Le Conseil général "débordé"
Le Collectif de soutien aux sans-papiers relève que "le suivi se résume à une visite quotidienne par un travailleur social" qui ne proposerait "aucune activité" récréative ou formatrice. Les jeunes semblent s’être faits à l’idée que la situation, qui dure depuis des mois, se prolongera. La jeune Angolaise explique d’une moue résignée que "les responsables ne viennent pas". Espérant se perfectionner dans la langue française, elle va de sa propre initiative à la bibliothèque : "je dois y aller seule pour avoir une chance, c’est comme ça", conclut-elle, pressée d’écourter l’entretien.
Rozenn Geffroy affirme que "l’engagement du Conseil général n’est pas anodin". La mission MIE créée il y a dix-huit mois pour gérer l’impressionnante augmentation des arrivées des jeunes migrants, est "débordée". Le nombre de mineurs isolés étrangers serait passé de 5 en 2003 à environ 450 en octobre 2012. Le dispositif est prévu pour les prendre en charge en attente d’une décision de justice fixant leur statut légal. "Normalement, la décision doit intervenir dans les 5 jours…" regrette l’élue qui souligne que "le Département va déjà au-delà de ses compétences" en la matière.

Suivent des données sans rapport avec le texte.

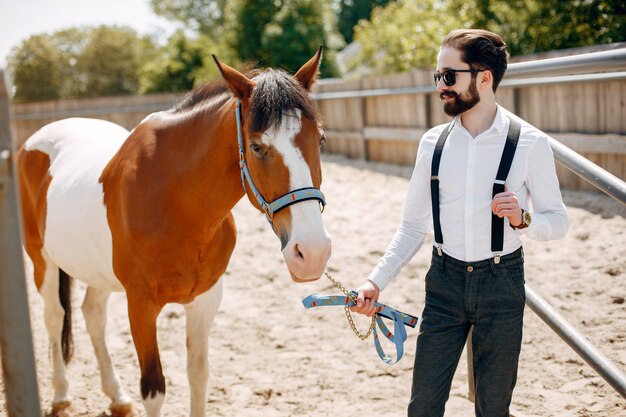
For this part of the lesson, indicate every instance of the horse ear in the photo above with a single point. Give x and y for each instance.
(307, 75)
(239, 84)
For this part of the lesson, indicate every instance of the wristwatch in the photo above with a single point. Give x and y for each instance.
(526, 220)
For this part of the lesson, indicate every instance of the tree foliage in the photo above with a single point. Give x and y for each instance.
(352, 11)
(78, 62)
(286, 33)
(531, 26)
(407, 34)
(205, 17)
(402, 36)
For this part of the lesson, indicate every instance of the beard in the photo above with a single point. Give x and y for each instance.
(461, 102)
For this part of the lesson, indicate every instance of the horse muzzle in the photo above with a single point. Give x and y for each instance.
(306, 260)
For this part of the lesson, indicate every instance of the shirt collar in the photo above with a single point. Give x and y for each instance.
(500, 122)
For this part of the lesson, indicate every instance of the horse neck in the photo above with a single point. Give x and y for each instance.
(208, 168)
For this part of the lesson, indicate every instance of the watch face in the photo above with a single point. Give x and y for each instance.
(527, 217)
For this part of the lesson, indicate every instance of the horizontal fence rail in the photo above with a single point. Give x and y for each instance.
(589, 62)
(600, 363)
(525, 82)
(589, 171)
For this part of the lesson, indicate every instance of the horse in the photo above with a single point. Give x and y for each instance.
(148, 212)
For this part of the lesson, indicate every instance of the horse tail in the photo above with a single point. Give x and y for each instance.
(65, 296)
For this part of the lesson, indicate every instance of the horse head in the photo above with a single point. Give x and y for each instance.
(280, 138)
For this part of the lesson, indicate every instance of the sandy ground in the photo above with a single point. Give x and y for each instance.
(270, 357)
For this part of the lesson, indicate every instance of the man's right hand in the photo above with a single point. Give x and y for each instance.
(368, 294)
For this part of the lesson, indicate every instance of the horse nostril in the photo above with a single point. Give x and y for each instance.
(298, 253)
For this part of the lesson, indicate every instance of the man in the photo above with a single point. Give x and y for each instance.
(477, 197)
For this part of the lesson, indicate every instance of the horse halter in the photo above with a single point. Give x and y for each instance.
(292, 197)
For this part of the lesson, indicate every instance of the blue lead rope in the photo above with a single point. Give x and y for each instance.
(398, 337)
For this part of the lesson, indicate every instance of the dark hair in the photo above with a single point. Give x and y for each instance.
(481, 49)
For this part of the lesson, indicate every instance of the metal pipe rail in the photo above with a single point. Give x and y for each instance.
(16, 341)
(428, 89)
(589, 171)
(600, 363)
(589, 62)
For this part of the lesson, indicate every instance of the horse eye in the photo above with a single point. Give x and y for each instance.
(256, 148)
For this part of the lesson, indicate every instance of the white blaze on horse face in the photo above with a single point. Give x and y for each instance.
(308, 248)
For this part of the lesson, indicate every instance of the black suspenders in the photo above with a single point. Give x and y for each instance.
(497, 223)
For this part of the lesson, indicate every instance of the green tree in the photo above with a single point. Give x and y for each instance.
(402, 36)
(174, 68)
(205, 17)
(78, 62)
(352, 11)
(407, 34)
(253, 18)
(110, 62)
(286, 33)
(36, 68)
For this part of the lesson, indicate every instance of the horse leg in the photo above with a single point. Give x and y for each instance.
(53, 317)
(143, 313)
(95, 312)
(200, 313)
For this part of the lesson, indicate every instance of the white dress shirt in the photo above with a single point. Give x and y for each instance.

La situation est "alarmante", selon Rozenn Geffroy. Le Conseil général a par ailleurs sollicité Christiane Taubira, ministre de la Justice et Marylise Lebranchu, ministre de la réforme de l’Etat, pour répondre à cette situation pressante. L’Ille-et-Vilaine est en effet le troisième département, après Paris et la Seine-Saint-Denis, en terme d’accueil de mineurs étrangers. En attendant, l’incertitude règne en ce qui concerne le devenir des jeunes logés à l’Auberge Saint-Martin. Aucune solution n’a encore été trouvée pour assurer leur hébergement après la démolition du bâtiment.